Lillington Police Chief Frank Powers said he got a call from the FBI Thursday afternoon informing him that Brenda Lucas, now 65, was believed to be living at a Ninth Street address in Lillington. Officers went to the address, found Ms. Lucas and arrested her.
Ms. Lucas, who was serving a four-year term on drug charges, walked off a Lenior County work crew on January 29th, 1980, and has been free since that time. She was working on the work crew in a McDonald’s parking lot when she disappeared. She was convicted in Lenior County. A search, which began immediately, was unsuccessful in locating Ms. Lucas.
Chief Powers said Ms.
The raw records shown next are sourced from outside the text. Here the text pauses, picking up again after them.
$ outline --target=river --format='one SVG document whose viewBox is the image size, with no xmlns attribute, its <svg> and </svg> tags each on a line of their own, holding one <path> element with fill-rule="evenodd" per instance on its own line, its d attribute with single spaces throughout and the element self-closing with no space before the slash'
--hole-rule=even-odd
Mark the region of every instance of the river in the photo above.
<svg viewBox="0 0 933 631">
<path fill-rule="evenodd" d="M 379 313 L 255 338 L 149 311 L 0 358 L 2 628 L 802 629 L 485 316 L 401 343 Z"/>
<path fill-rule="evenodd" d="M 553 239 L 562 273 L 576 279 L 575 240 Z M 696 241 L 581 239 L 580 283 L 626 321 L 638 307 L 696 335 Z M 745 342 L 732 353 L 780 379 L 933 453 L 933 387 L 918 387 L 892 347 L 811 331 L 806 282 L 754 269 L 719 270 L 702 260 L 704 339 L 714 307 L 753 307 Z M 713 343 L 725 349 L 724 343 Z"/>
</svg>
Lucas led officials on a wild goose chase across several states for years before landing in Lillington.
She was completely off the radar as she lived in the Harnett County seat. “We had no idea she was here until they called us,” Chief Powers said. “It was a shock to us.”
He said details of Ms. Lucas’ life in Harnett County are few. “We have had to do a lot of research, we don’t know a lot about her,” Chief Powers said.
He said Ms. Lucas, living under the alias Brenda Turner, had not been arrested in Harnett County and has never been in trouble with the law here.
Ms. Lucas was first held in the Harnett County Jail on a $5 million bond. She is now in custody in the North Carolina Correctional Institution For Women in Raleigh.
State officials had nearly given up the search for Ms. Lucas before federal authorities got involved. A state official told a New Bern newspaper in 2013 that Ms. Lucas “would likely never be caught.” They said there were no credible leads in the case for almost all the years Ms. Lucas was out of prison. Chief Powers said he did not know how federal investigators traced the fugitive to Harnett County.